Randy Newman, The Randy Newman Songbook, Vol. 2

Nick Marino

By Nick Marino

on 07.01.11 in Reviews

The Randy Newman Songbook Vol. 2

Randy Newman
Conjuring a litany of memorable narrators

Casual fans rely upon Randy Newman for little more than Pixar soundtracks and quip-laden Oscar speeches. That’s too bad. In a career dating back to 1968, Newman has written some of the smartest, funniest songs in pop history, jaunty one-act plays about American life, sung by deranged characters to the melody of a showtune.

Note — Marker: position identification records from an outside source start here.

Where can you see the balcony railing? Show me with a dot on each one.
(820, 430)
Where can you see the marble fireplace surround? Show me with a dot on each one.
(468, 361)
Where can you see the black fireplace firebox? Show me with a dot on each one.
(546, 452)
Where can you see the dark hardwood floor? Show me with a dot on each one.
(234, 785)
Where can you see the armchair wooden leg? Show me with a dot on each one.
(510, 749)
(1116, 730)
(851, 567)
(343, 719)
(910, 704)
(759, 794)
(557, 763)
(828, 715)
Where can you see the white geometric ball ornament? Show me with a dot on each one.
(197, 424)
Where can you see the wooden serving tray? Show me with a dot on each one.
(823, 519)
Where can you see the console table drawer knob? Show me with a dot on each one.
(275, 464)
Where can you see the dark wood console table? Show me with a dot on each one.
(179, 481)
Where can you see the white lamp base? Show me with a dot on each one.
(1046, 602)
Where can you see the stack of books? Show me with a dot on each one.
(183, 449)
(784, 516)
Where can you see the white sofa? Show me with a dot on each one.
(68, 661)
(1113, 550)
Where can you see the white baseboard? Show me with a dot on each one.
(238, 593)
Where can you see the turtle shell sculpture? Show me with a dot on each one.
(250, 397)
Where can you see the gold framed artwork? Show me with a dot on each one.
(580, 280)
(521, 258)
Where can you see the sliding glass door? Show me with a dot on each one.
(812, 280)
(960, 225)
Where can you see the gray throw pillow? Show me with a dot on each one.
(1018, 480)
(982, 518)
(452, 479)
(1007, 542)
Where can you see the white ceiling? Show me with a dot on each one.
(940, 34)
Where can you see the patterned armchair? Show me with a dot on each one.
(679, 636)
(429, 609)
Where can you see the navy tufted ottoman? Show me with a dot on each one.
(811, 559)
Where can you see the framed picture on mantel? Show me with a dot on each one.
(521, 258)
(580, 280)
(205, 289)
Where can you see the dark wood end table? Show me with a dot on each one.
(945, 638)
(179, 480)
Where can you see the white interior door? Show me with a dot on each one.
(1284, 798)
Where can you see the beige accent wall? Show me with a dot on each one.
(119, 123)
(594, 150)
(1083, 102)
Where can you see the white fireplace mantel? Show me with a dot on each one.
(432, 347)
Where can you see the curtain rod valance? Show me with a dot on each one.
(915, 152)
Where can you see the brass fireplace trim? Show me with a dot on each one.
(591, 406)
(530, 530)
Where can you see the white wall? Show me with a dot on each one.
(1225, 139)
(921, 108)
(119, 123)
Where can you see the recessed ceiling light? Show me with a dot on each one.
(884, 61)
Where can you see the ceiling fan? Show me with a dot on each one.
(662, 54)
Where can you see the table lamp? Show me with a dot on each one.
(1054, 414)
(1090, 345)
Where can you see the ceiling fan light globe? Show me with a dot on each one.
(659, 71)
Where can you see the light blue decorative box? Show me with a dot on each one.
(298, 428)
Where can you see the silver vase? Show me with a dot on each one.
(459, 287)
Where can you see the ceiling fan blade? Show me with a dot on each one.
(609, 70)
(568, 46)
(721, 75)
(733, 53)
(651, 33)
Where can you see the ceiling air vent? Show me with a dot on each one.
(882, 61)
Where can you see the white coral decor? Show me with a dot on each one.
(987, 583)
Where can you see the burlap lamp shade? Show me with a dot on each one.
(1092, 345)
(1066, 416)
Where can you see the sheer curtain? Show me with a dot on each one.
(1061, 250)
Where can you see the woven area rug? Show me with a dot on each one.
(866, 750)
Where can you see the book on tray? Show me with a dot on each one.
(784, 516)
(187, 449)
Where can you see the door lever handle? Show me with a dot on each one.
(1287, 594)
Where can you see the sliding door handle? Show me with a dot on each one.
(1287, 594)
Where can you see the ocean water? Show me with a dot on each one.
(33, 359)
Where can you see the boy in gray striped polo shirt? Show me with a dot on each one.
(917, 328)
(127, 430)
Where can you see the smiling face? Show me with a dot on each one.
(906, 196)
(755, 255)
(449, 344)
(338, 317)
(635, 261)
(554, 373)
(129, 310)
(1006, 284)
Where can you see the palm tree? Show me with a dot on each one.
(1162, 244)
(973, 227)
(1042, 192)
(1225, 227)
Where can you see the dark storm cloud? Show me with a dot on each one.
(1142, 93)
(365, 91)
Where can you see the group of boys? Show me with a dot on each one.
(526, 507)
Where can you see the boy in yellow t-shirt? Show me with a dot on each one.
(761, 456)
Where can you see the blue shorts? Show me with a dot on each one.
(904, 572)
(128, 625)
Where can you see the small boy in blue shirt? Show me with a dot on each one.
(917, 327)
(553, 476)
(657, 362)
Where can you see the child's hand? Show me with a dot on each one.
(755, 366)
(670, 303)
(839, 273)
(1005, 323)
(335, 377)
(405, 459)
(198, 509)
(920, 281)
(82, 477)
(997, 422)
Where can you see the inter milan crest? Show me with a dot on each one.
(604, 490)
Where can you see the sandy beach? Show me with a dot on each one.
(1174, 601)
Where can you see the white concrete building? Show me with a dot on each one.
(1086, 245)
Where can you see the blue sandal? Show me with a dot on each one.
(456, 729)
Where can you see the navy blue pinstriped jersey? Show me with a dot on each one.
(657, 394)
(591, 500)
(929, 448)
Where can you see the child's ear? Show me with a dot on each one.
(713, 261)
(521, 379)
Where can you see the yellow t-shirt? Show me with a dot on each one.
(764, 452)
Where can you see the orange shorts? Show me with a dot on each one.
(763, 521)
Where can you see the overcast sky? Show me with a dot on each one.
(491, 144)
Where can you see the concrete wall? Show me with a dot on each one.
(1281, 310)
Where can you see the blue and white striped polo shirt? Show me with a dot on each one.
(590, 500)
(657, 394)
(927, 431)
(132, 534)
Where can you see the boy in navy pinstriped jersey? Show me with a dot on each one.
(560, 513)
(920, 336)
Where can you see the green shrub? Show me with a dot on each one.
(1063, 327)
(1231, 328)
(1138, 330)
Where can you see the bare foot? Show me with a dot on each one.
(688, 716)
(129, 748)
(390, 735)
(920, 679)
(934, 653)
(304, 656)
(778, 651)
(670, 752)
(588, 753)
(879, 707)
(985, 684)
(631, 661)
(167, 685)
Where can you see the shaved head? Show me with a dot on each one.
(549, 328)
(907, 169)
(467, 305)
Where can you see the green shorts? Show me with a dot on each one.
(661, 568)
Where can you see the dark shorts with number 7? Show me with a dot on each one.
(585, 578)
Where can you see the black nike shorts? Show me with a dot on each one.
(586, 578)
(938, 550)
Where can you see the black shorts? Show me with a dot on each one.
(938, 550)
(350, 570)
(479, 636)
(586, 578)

In Songbook, Vol. 2, a companion to his 2003 voice-and-piano retrospective, Newman conjures a litany of memorable narrators: For starters, there’s the smarmy cad (“The Girls In My Life”), the regretful lover (“Losing You”), the Alabama millworker (“Birmingham”), the deluded optimist (“Laugh And Be Happy”) and the governor of Louisiana (“Kingfish”). Whereas Vol. 1 drew heavily from Newman’s 1970s cult-classic Good Old Boys and Sail Away albums, Vol. 2 revisits even-lesser-known records like 1983′s Trouble In Paradise and 1988′s Land of Dreams. The former LP gave us “My Life Is Good,” this collection’s most ironic moment, in which Newman imagines a version of himself in conversation with Bruce Springsteen, who says, “Rand, I’m tired. How would you like to be the boss for awhile?” In a typical Newman flourish, “Short People” — his only actual hit — is missing from either Songbook. It’s also never missed.